Por ter ficado um tempo sem conseguir pagar a despesa, a jovem passou a dever ao banco. “Solicitei o refinanciamento com os juros nas alturas e, ainda hoje, pago as prestações, cujo prazo médio para quitá-las é de 15 anos”, conta. 

Psicológico afetado

Medo do futuro, vergonha da própria condição e até sensação de incapacidade são alguns dos sentimentos que podem acometer universitários que passam por dificuldades financeiras, conforme destaca a psicóloga Kenia Ramos, do grupo Mantevida. “Esse cenário favorece a insegurança, a autocrítica excessiva e pode levar ao estresse crônico, comprometendo tanto o bem-estar quanto a motivação para os estudos.” 

Na avaliação da psicóloga, a insegurança financeira compromete diretamente a vida acadêmica. “Consome energia mental e reduz a capacidade de concentração. Muitos estudantes precisam faltar aulas para trabalhar mais horas, reduzem o engajamento em atividades e até cogitam abandonar o curso. Isso cria um ciclo de estresse e prejuízos no desempenho e na permanência universitária”, analisa.

O trancamento do curso, muitas vezes associado ao fracasso, pode ser ressignificado. “Muitos interpretam como incapacidade ou derrota, mas o trancamento pode ser uma decisão estratégica para proteger a saúde mental e reorganizar prioridades. Trabalhar a autocompaixão e buscar suporte emocional permite transformar esse período em oportunidade de amadurecimento”, explica.

No caso da assistente administrativa Larissa Rezende, 30, o trancamento do curso de publicidade e propaganda, em 2015, se deu quando ela estava prestes a ir para o quinto semestre.
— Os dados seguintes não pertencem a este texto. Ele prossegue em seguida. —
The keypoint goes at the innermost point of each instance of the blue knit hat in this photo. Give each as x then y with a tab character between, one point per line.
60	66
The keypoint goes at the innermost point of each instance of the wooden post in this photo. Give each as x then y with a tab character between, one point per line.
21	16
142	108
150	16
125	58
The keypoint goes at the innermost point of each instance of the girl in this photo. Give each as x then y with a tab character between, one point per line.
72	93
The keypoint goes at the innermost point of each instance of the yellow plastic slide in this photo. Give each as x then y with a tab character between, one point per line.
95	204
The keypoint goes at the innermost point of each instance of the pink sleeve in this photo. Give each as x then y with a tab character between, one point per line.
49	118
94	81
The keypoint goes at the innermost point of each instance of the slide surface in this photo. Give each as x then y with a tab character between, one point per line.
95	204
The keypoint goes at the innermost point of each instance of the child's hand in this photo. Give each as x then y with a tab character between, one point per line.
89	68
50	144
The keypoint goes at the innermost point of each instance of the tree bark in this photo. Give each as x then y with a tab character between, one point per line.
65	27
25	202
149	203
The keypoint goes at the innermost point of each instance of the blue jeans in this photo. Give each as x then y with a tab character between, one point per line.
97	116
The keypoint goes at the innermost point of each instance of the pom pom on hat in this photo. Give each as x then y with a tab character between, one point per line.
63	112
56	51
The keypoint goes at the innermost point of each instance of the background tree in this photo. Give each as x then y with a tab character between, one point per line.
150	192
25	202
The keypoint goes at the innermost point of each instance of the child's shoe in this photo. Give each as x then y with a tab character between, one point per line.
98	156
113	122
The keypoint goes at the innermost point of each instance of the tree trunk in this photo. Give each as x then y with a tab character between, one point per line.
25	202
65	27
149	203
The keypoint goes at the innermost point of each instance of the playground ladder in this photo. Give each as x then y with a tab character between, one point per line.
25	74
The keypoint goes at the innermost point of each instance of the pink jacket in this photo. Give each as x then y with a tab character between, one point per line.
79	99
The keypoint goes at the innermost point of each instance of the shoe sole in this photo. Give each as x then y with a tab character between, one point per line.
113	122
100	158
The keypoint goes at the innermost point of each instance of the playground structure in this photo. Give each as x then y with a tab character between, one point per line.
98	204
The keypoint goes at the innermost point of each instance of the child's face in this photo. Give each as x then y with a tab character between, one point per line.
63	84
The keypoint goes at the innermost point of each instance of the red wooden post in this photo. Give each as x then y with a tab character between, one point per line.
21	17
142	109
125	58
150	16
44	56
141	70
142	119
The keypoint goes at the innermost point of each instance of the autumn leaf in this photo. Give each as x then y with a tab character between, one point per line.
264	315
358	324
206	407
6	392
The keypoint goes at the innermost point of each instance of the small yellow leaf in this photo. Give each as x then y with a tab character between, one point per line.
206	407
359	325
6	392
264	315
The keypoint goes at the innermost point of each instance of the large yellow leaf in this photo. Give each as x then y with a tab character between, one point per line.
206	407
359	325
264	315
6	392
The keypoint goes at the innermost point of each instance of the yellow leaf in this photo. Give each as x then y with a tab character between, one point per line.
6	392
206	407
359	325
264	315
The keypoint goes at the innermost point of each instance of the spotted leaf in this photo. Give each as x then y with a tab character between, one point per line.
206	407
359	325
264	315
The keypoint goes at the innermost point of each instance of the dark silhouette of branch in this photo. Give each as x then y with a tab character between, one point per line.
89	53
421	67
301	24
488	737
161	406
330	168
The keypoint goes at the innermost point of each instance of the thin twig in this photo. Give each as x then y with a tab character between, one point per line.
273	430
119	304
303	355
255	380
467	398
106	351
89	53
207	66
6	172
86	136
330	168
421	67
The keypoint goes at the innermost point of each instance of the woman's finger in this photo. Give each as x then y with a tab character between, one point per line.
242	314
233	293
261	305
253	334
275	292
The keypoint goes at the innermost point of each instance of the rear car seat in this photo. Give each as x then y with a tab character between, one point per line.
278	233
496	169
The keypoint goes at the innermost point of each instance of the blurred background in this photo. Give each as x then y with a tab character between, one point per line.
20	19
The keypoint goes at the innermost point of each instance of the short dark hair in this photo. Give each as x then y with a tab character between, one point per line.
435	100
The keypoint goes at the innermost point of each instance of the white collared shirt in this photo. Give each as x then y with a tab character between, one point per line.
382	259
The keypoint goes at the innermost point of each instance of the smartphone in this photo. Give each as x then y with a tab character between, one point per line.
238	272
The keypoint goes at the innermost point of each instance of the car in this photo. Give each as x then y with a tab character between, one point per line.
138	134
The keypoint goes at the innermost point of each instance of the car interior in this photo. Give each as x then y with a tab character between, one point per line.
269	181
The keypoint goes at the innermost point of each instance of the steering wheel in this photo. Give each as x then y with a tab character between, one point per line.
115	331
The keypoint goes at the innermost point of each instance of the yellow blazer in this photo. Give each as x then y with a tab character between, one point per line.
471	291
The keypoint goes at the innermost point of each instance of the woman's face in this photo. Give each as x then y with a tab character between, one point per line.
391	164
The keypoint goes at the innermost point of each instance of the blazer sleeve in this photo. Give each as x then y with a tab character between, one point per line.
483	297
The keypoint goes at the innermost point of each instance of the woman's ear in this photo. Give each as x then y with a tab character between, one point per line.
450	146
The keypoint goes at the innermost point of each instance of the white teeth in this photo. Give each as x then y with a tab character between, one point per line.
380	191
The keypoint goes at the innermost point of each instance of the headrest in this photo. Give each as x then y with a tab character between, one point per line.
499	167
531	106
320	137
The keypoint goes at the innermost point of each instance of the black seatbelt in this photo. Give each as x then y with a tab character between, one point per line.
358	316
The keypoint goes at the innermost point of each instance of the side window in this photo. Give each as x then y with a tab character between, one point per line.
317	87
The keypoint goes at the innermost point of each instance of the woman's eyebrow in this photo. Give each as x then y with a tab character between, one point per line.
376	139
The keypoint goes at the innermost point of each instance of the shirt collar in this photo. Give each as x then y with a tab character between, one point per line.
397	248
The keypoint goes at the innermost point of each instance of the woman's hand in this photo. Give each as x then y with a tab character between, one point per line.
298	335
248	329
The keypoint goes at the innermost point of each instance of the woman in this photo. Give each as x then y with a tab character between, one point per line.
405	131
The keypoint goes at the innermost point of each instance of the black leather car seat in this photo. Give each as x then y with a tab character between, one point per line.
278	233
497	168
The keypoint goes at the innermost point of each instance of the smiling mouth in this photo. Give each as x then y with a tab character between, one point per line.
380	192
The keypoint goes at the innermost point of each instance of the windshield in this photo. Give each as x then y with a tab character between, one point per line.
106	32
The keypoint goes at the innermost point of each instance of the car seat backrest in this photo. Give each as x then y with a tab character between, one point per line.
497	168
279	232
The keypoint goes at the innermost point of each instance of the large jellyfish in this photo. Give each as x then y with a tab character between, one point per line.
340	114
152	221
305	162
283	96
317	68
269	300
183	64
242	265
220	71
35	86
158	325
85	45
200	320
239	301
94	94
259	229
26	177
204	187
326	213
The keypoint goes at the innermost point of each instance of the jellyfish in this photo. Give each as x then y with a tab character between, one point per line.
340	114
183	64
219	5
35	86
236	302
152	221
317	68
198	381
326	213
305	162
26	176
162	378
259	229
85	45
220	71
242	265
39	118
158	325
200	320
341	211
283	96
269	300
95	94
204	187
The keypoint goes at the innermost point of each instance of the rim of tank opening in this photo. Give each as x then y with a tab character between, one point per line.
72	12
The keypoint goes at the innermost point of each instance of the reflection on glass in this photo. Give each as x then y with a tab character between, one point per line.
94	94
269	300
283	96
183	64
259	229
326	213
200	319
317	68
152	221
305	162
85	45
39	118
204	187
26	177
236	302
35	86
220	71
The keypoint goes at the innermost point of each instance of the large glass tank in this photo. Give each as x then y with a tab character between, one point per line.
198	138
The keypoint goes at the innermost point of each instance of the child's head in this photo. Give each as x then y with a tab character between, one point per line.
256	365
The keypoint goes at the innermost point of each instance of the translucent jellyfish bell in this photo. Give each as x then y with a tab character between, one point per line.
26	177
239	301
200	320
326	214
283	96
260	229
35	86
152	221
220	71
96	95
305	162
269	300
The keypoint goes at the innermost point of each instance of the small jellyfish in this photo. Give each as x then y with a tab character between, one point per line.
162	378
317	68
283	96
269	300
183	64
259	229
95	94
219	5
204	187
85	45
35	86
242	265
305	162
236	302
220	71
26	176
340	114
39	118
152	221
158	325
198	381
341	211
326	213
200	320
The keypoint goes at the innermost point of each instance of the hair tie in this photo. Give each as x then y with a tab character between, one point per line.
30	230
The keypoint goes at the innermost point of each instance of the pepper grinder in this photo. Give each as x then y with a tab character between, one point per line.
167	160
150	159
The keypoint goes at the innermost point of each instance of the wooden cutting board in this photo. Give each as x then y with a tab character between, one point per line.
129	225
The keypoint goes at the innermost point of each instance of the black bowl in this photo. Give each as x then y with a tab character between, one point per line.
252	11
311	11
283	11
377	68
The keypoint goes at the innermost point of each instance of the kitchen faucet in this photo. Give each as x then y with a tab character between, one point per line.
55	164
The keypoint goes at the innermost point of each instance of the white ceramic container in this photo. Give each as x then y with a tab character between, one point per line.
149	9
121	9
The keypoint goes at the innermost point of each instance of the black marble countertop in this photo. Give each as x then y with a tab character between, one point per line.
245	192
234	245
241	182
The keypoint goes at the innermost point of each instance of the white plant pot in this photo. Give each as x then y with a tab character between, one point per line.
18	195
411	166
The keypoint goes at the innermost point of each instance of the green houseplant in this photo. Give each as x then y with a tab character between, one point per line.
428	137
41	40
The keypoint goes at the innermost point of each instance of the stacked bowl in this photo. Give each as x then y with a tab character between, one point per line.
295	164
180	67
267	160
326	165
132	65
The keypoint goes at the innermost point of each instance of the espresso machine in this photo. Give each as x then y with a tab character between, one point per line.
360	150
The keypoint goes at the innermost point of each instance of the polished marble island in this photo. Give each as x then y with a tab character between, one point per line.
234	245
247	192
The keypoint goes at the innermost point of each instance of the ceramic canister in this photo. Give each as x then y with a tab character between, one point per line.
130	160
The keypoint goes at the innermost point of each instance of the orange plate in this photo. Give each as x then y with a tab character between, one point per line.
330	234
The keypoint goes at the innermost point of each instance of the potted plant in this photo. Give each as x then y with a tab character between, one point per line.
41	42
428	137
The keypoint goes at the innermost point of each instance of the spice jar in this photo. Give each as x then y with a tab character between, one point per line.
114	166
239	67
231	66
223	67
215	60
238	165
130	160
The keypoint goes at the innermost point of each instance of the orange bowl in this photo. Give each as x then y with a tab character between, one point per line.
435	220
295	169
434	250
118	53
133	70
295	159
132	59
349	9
Na época, o valor da mensalidade era maior do que o salário recebido pela jovem e a família passava por dificuldades financeiras. “Ficou inviável permanecer na graduação. Para realizar o trancamento, era necessário pagar as parcelas em atraso e não consegui. Então, a dívida acumulou e chegou a cerca de R$ 6 mil. Ainda hoje não consegui quitá-la”, lamenta. 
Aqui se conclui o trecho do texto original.